Planting for My Descendants

Intergenerational conflict has been the hallmark of American life for the last hundred years or so. Each generation rebels against the one before it. Children resent their parents and try to strike out on a new course that challenges old assumptions while parents scoff at young people who dismiss tried and true values.

Today these struggles manifest in the latest Internet meme where members of Generation Z, those born in the late 1990s and after, respond to complaints by older people with the phrase “OK boomer”, the equivalent of the exasperated eye roll, a dismissive “whatever” to the disapproval of their elders.

While generations have always been in opposition, the “OK boomer” phenomenon has a distinct political context. It is a response to criticism that Generation Z has unrealistic expectations about the future of the country and the planet. When older people complain that teenagers naively think they can solve the climate crises, income inequality and massive student loan debt with sweeping revolutionary reforms, the response is often a dismissive “OK boomer”.

Many in Generation Z are not only looking to make their own way and create distance between themselves and their elders. They also blame those older than themselves for a bleak state of affairs that requires massive repair. The irony is that the Boomer Generation, which is now seen as out of touch, was likely the most revolutionary age group in American history, one that broke countless social norms.

Some young people are uninterested in hearing the advice of their elders because they believe previous generations are responsible for our current situation, echoing the phrase from the 1960s, “don’t trust anyone over 30”. While it is certainly true that we live in chaotic and alienating political times when polarization seems to make any real change next to impossible, we would do well to contemplate Judaism’s teaching on intergenerational conflict.

Rabbinic tradition places a great deal of emphasis on respecting ones elders. Young students are recognized as the future, but they were expected to serve their teachers, whom they referred to as masters, in order to gain wisdom. The older generation has deep experience that it can impart to youth.

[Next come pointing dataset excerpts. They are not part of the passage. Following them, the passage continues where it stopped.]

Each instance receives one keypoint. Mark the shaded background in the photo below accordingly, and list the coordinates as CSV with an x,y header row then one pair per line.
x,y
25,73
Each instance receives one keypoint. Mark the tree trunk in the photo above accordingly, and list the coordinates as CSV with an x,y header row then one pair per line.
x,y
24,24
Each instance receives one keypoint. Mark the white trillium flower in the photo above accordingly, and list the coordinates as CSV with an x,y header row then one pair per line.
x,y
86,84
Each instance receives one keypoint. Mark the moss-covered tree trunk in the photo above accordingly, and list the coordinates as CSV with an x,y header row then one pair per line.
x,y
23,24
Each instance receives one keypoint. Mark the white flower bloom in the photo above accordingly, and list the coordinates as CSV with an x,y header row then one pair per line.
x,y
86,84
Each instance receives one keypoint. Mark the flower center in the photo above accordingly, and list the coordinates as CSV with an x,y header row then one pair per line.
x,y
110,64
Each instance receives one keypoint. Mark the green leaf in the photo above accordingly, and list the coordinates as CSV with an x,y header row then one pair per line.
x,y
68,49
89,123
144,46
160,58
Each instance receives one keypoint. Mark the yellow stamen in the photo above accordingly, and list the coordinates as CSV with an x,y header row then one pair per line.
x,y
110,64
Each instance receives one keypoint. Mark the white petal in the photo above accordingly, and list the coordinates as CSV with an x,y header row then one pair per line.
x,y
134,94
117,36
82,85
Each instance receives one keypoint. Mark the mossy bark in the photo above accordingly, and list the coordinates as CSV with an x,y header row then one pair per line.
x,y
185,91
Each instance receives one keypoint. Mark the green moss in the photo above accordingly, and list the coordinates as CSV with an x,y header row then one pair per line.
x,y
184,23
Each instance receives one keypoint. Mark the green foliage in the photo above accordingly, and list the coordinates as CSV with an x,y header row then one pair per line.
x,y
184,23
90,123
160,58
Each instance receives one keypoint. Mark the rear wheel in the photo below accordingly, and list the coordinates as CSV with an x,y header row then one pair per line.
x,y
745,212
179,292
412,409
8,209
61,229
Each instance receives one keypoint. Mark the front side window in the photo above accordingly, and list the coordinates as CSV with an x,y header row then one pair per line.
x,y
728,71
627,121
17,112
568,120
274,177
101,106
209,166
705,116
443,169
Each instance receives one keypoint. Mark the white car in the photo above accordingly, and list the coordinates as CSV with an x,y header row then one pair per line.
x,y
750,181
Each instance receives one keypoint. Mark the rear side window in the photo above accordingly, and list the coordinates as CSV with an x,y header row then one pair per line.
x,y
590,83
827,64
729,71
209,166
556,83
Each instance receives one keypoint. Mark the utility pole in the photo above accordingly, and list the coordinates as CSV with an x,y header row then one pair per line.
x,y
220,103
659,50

At the same time, the elders are expected to focus their efforts on those who will ultimately inherit the world. The Talmud (Ta’anit 23a) tells the tale of Honi HaMe’aggel, who was walking on the road and met a man planting a carob tree. Honi asked the man when the tree would bear fruit and was told, “Not for another 70 years.” So Honi asked him, “Why bother planting it since you can’t possibly benefit from it?” The man answered “[I myself] found a world full of carob trees. Just as my ancestors planted for me, I too am planting for my descendants.”

Each generation has its own unique qualities, experiences and needs, but we all live on the same earth together. Young people would do well to listen to the wisdom of their elders, while the old would do well to consider how their actions have affected, and will continue to affect, the future of the young.